People running nodes now are essentially miners, so they are incentivized to run more powerful machines with more useful models as the system specifically incentivizes that.
How does it compare to other P2P networks ?
Think about Bitcoin, it has just over 19k connected nodes, where each node is competing in a cryptographic challenge in order to earn the right to mine a block. That network is fully permissionless, unlike the Hyperspace network which currently uses a centralized architecture for orchestrating consumer peer-to-peer nodes much like Uber does.

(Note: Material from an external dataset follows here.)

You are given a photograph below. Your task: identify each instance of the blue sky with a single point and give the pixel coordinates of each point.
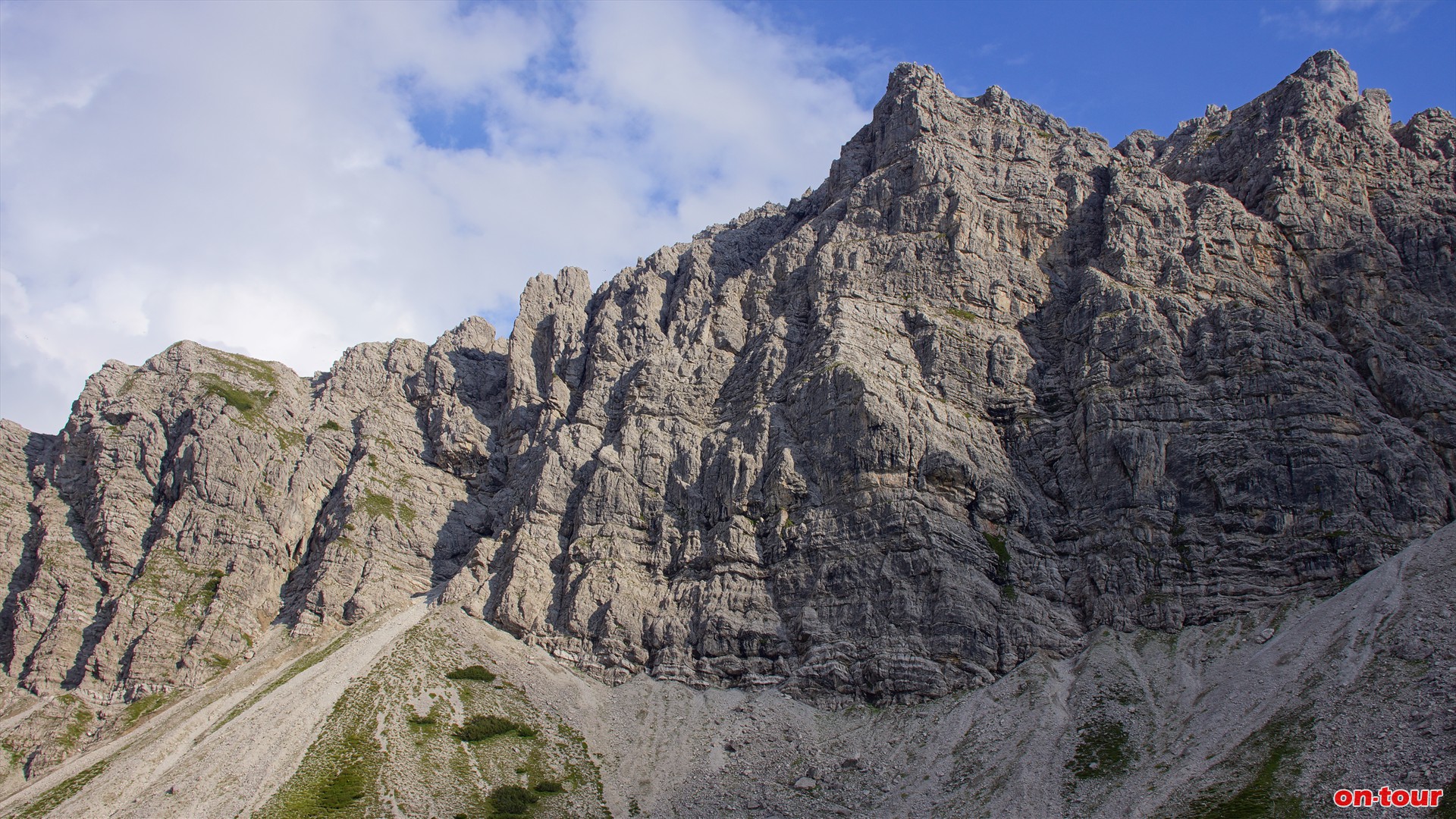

Think about Ethereum, which collectively has just over 6k unique nodes, where each node in addition to some compute also has to provide an economic stake in order to participate in the network. That network is permissionless as well. Likewise for Solana, with 1363 unique nodes serving the network today.
It is the Lindy effect, the permissionless aspect, the much higher requirements and the long-running nature of these networks which give their underlying currency a value in the real world. In the case of Hyperspace, the underlying system currency called "flops" is an in-game worthless currency meant to use applications running on it: it is not permissionless and it is not a blockchain, and can theoretically be manipulated by the company.
NOTE: we are on a path to make the network fully permissionless in the years ahead, and you can see that roadmap in the flops announcement. Currently we are bootstrapping the habit of participating in such P2P AI networks which consumers did not have before us and using social, utility and cryptoeconomic incentives at play.
Will there be an API ?
Yes, this is coming soon and will have additional capabilities such as running embedding jobs, serving vectors and more.
Will it integrate with other decentralized AI protocols ?
Yes, we believe in offering choices to users, in this case the mining nodes on whichever protocols they want to support on their devices. We take care of the AI-related plumbing as part of aiOS such as providing access to 671 models, 3.2 TB vector database with 400 million embeddings, real-time web search and other attributes of the system to make it useful.
Will there be a full blockchain node one day as an add-on ?
Yes, we are firm believers in consumer devices being suitable for block production and validation process, and entirety of our research and engineering has focused on that for the past few years (we have written multiple papers in that regard).
Think Full Self Driving in your Tesla, for those who want it.